戦国巫女風雲記

[備前、備中にて](1/27)

玲稟一行は備前、備中に向け進んでいた。

「……。」

「…元親さん?どうかしましたか?」

「いや…何というか…ちょっと止まってくれ。」

元親の指示で足を止める。

「どうした?」

「いや…何か可笑しいんだよなぁ。」

元親は近くの木に触れる。

「…何と言っていますか?」

「何も言わねぇ…居ないみたいなんだ。」

「居ない?八百万が…?それは可笑しいですね。

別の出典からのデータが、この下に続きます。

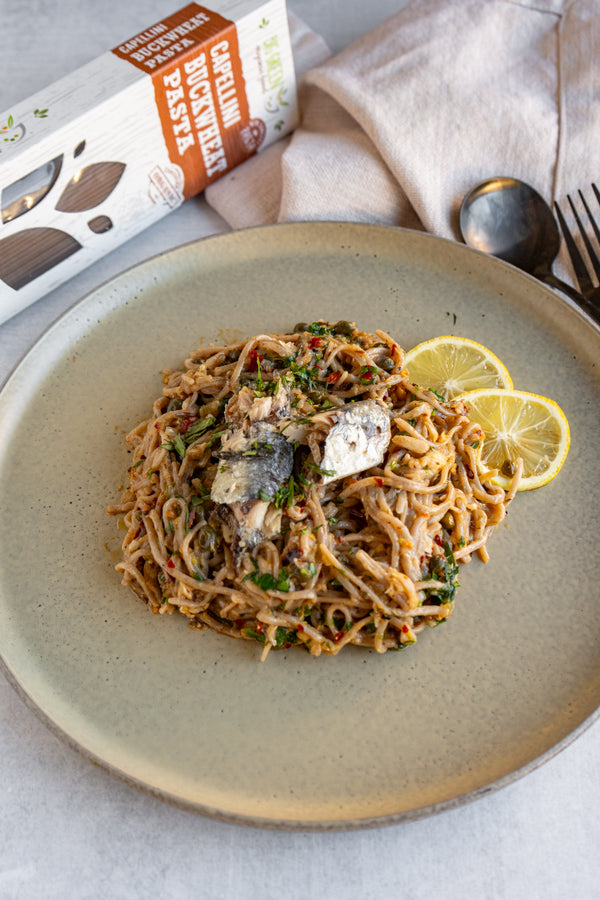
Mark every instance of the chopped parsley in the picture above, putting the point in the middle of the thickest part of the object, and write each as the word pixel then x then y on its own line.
pixel 267 582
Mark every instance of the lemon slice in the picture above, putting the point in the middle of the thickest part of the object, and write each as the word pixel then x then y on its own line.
pixel 451 365
pixel 520 425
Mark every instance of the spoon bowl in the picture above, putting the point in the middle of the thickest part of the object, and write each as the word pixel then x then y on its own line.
pixel 507 218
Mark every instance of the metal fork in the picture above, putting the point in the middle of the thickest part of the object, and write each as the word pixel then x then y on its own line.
pixel 589 290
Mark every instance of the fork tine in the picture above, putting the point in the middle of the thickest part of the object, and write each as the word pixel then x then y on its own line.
pixel 585 282
pixel 588 244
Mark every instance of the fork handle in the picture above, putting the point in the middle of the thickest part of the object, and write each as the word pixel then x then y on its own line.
pixel 588 306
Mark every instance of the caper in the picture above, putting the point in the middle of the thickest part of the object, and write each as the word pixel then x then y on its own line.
pixel 437 567
pixel 448 521
pixel 207 538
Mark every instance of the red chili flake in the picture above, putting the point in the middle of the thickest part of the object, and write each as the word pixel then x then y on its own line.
pixel 253 359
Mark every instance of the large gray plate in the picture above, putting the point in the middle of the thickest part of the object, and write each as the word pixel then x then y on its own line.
pixel 360 739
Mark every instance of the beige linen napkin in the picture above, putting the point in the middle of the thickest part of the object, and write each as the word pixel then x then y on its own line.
pixel 400 125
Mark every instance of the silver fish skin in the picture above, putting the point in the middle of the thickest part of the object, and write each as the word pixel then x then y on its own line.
pixel 357 440
pixel 262 461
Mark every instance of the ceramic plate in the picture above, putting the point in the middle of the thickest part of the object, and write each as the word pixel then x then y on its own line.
pixel 194 717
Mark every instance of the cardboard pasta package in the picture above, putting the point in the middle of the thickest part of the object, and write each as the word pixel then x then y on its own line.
pixel 106 151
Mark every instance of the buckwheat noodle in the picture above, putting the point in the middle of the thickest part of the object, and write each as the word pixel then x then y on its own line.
pixel 370 559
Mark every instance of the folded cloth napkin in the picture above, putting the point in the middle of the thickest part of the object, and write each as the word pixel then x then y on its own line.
pixel 396 128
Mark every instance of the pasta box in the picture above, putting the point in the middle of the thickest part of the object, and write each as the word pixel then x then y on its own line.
pixel 106 151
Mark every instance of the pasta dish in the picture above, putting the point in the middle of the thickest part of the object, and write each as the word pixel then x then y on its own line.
pixel 298 489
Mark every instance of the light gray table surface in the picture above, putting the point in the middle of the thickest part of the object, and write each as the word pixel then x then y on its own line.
pixel 70 830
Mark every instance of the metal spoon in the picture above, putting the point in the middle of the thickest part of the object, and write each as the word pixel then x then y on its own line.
pixel 508 219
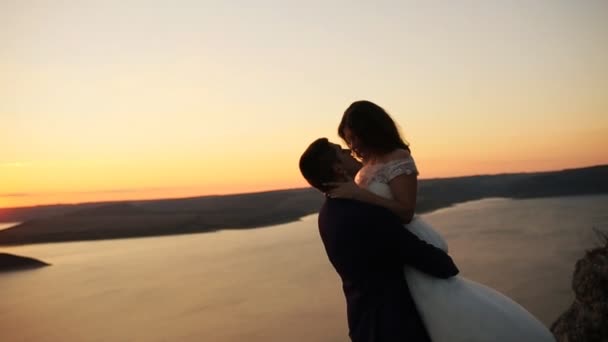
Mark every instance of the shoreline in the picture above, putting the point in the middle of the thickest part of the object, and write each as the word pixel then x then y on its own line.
pixel 95 227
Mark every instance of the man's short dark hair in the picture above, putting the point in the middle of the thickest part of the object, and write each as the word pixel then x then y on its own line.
pixel 316 163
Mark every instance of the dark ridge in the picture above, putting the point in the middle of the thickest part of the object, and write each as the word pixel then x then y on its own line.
pixel 121 208
pixel 10 262
pixel 202 214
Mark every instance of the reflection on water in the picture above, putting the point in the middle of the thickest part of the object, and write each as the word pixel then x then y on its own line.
pixel 275 283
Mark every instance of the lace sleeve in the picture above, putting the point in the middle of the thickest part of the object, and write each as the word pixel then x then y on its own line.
pixel 400 167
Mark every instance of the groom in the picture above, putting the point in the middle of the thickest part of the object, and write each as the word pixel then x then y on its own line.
pixel 368 247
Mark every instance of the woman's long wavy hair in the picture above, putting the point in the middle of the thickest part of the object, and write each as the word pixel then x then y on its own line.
pixel 373 127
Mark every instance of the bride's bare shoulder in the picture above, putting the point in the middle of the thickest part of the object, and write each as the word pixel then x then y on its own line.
pixel 398 154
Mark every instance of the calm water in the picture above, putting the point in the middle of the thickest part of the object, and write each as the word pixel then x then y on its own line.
pixel 275 283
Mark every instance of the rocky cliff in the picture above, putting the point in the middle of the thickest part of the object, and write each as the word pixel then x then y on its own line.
pixel 587 318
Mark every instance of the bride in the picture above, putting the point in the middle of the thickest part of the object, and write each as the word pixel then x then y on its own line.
pixel 455 309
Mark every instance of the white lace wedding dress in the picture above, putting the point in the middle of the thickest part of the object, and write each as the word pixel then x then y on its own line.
pixel 455 309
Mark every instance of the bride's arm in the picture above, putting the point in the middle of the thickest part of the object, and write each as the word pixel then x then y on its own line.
pixel 403 188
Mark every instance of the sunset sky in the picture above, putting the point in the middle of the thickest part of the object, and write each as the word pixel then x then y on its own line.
pixel 123 99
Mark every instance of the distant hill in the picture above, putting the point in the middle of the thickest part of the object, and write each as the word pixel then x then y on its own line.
pixel 10 262
pixel 208 213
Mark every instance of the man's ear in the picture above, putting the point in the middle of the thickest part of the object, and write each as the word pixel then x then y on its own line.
pixel 339 170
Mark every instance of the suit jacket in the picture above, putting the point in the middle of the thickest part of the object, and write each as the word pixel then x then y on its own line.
pixel 368 247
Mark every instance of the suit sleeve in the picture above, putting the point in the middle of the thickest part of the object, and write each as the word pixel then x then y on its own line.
pixel 388 234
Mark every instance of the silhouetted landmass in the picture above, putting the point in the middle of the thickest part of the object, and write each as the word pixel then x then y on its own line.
pixel 586 320
pixel 10 262
pixel 91 221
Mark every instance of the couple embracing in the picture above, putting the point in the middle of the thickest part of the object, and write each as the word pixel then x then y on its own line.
pixel 399 282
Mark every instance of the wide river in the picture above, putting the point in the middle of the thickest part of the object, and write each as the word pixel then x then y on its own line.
pixel 275 283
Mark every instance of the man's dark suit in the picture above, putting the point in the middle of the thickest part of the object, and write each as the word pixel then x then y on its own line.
pixel 368 247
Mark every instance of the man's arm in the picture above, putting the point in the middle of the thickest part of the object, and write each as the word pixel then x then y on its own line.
pixel 389 235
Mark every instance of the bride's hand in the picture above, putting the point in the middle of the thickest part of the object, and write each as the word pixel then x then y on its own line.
pixel 348 190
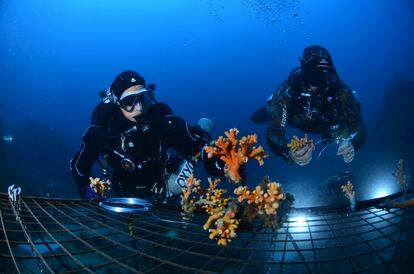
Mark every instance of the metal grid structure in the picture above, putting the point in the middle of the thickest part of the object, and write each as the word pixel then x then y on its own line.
pixel 74 236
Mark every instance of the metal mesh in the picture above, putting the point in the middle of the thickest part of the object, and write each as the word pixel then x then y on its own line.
pixel 73 236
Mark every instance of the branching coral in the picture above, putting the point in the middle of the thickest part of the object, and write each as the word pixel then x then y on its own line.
pixel 222 214
pixel 188 197
pixel 296 143
pixel 235 153
pixel 265 199
pixel 349 193
pixel 99 186
pixel 402 178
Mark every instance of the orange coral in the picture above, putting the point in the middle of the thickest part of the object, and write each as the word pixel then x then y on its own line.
pixel 296 143
pixel 188 201
pixel 348 190
pixel 403 179
pixel 99 186
pixel 235 153
pixel 266 198
pixel 222 214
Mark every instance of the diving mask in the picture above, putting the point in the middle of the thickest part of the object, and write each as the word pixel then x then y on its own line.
pixel 130 99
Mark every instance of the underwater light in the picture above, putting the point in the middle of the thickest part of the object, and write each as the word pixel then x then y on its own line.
pixel 298 221
pixel 382 188
pixel 381 193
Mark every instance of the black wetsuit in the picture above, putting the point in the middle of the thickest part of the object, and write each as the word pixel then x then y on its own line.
pixel 333 114
pixel 114 137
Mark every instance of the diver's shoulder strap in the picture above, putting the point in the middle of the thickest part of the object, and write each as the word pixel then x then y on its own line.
pixel 102 112
pixel 295 80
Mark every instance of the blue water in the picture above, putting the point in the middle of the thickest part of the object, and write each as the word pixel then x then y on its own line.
pixel 216 59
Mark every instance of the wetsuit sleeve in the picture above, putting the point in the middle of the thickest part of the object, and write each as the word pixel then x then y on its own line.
pixel 186 139
pixel 278 114
pixel 351 109
pixel 190 140
pixel 82 162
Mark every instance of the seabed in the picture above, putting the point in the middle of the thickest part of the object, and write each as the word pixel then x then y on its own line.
pixel 74 236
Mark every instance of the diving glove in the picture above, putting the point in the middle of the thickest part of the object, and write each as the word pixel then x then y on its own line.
pixel 346 149
pixel 302 156
pixel 91 195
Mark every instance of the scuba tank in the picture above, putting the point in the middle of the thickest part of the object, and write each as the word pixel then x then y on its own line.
pixel 178 178
pixel 186 167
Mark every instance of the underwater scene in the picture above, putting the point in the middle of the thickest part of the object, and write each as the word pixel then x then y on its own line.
pixel 207 136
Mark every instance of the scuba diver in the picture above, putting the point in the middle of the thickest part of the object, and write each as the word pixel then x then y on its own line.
pixel 143 149
pixel 315 100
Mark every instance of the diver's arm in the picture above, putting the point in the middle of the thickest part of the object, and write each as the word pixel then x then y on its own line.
pixel 186 139
pixel 278 122
pixel 81 164
pixel 353 118
pixel 190 141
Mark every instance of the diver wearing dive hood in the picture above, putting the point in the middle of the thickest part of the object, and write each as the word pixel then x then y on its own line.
pixel 139 142
pixel 315 100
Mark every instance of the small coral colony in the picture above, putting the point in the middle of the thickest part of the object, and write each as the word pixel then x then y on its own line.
pixel 227 212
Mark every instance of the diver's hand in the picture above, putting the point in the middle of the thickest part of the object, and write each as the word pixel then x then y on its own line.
pixel 302 156
pixel 91 195
pixel 346 149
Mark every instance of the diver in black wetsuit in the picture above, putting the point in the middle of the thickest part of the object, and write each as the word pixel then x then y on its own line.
pixel 139 142
pixel 315 100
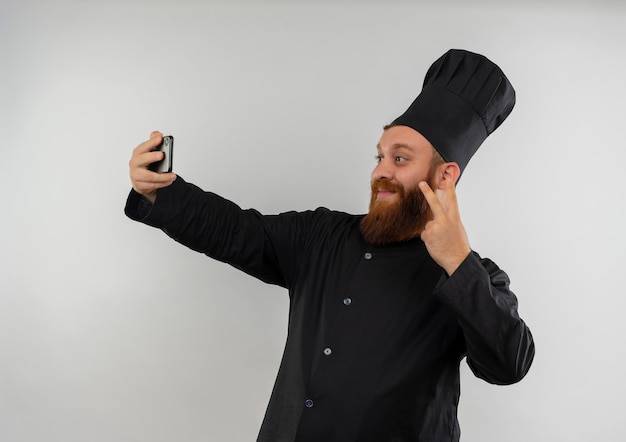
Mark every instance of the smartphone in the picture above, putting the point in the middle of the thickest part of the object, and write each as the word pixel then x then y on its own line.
pixel 167 147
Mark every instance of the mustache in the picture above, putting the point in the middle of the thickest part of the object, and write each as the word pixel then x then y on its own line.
pixel 386 185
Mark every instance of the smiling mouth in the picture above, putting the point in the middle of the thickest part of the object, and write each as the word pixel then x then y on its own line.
pixel 382 193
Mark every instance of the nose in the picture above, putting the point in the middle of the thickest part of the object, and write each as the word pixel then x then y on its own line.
pixel 383 171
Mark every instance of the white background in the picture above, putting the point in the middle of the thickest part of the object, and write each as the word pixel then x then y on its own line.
pixel 110 331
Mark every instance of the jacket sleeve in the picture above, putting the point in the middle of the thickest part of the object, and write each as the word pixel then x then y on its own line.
pixel 499 345
pixel 261 246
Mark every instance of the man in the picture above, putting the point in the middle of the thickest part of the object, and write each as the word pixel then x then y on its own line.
pixel 383 307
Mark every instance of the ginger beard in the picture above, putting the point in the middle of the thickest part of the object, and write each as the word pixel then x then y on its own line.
pixel 391 222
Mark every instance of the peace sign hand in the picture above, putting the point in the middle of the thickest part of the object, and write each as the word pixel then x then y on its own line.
pixel 444 236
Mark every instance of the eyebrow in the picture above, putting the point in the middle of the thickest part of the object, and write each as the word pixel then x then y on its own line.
pixel 397 146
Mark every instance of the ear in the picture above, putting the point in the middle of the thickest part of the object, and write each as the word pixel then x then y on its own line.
pixel 447 172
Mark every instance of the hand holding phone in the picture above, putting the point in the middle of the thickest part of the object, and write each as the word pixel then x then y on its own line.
pixel 167 147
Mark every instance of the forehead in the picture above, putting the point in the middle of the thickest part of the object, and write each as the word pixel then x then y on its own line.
pixel 403 137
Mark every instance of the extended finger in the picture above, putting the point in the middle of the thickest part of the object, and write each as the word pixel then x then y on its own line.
pixel 451 199
pixel 431 199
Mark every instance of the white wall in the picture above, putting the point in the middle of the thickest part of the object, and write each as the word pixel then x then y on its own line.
pixel 110 331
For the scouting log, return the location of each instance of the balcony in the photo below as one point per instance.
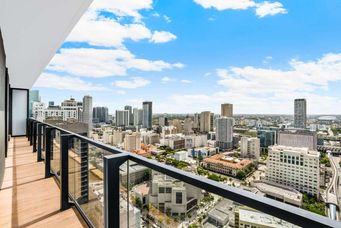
(65, 179)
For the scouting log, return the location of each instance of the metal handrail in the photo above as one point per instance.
(269, 206)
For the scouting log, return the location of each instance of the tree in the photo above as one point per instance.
(241, 175)
(138, 202)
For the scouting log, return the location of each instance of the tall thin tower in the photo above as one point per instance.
(300, 116)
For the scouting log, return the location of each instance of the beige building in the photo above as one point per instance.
(294, 167)
(132, 142)
(248, 217)
(221, 163)
(250, 147)
(206, 121)
(173, 196)
(227, 110)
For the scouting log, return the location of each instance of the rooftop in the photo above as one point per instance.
(228, 161)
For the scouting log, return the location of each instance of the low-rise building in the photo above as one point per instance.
(203, 151)
(181, 155)
(295, 167)
(173, 196)
(248, 217)
(223, 164)
(280, 192)
(250, 147)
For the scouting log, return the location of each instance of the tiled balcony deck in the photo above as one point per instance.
(26, 198)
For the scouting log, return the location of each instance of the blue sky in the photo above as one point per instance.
(192, 55)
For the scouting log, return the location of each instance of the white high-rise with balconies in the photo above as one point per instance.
(224, 132)
(300, 116)
(296, 167)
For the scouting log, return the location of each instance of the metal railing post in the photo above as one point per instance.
(48, 143)
(35, 125)
(64, 175)
(39, 158)
(112, 189)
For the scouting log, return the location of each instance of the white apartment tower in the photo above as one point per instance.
(300, 116)
(206, 121)
(250, 147)
(224, 132)
(132, 142)
(296, 167)
(227, 110)
(87, 110)
(147, 114)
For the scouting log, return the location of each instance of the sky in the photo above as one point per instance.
(190, 56)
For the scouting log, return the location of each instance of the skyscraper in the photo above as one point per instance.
(100, 114)
(300, 117)
(224, 132)
(87, 111)
(227, 110)
(122, 118)
(33, 97)
(131, 117)
(147, 114)
(206, 119)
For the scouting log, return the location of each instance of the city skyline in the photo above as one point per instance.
(155, 50)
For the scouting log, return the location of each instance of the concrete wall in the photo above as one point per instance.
(2, 109)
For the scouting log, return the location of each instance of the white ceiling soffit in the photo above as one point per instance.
(32, 31)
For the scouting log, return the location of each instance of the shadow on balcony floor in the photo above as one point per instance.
(26, 198)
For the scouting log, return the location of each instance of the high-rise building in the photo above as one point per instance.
(206, 121)
(163, 121)
(33, 97)
(196, 122)
(298, 138)
(131, 116)
(138, 116)
(224, 132)
(132, 142)
(100, 115)
(250, 147)
(300, 117)
(122, 118)
(87, 111)
(266, 137)
(227, 110)
(295, 167)
(188, 126)
(147, 114)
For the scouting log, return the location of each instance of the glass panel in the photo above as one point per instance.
(158, 200)
(55, 153)
(86, 179)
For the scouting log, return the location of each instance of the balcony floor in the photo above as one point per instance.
(27, 199)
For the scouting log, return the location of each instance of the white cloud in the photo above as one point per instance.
(47, 80)
(302, 77)
(272, 91)
(226, 4)
(167, 79)
(270, 9)
(91, 62)
(122, 92)
(167, 19)
(262, 9)
(134, 83)
(107, 32)
(162, 37)
(123, 7)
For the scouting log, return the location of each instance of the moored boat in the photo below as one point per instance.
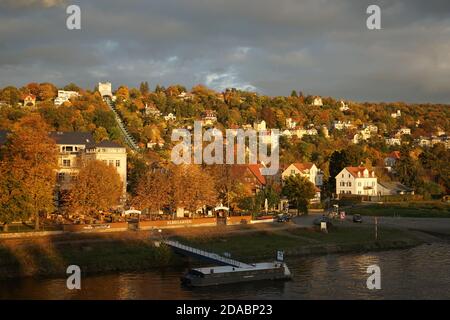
(209, 276)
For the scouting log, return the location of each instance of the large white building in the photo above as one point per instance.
(356, 181)
(77, 147)
(64, 96)
(105, 89)
(308, 170)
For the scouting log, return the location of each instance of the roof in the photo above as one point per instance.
(238, 171)
(355, 170)
(394, 154)
(80, 138)
(395, 186)
(303, 166)
(3, 134)
(255, 169)
(107, 144)
(29, 95)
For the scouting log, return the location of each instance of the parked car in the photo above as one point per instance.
(318, 221)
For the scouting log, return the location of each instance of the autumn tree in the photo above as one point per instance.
(153, 191)
(11, 95)
(299, 190)
(192, 188)
(12, 198)
(98, 187)
(31, 157)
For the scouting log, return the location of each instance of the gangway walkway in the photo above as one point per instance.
(191, 251)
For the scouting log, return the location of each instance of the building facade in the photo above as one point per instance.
(77, 147)
(64, 96)
(356, 181)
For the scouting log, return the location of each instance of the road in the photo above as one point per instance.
(428, 225)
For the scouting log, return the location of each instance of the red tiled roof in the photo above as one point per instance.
(255, 169)
(303, 166)
(395, 155)
(238, 171)
(354, 170)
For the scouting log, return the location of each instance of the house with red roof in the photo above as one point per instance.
(391, 159)
(306, 169)
(356, 181)
(29, 100)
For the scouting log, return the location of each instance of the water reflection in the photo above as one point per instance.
(418, 273)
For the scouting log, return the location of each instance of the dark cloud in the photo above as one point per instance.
(317, 46)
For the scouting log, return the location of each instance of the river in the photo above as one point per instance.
(418, 273)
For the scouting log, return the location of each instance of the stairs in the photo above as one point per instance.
(129, 140)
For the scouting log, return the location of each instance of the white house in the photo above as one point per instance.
(209, 117)
(151, 110)
(404, 131)
(64, 96)
(77, 147)
(317, 101)
(290, 124)
(362, 135)
(344, 106)
(261, 126)
(308, 170)
(393, 141)
(357, 181)
(396, 115)
(170, 117)
(105, 89)
(392, 159)
(340, 125)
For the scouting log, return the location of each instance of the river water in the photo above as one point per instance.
(418, 273)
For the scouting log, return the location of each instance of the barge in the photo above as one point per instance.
(209, 276)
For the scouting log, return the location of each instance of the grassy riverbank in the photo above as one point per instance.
(300, 241)
(135, 252)
(432, 209)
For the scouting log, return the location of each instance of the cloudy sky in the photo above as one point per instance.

」

どんなものにも宿っているはずの八百万が居ないのは有り得ないことだ。

「敵、近いの…か?」

「…解りません。妖気を感じないのです。」

強力な妖怪の妖気なら、ある程度近づけば感じられるはず。

なのに何も感じることが出来ない。

「…うーむ…埒があかないな…一先ず何処か村を探そうぜ。」

「そうですね…何か知っている人がいるかもしれません。」

「我、先行…する。」

「御願いします。」

風魔が戻るまで、今居る場所を探索することにした。

玲稟は目を閉じて集中する。

「…妖気を感じない…。他の妖怪達もいない…?」

まるで以前、牛頭鬼と出会う前のようだ。

「…まさか…ここにも…現れた…?それとも…。」

他に何か要因があるのだろうか。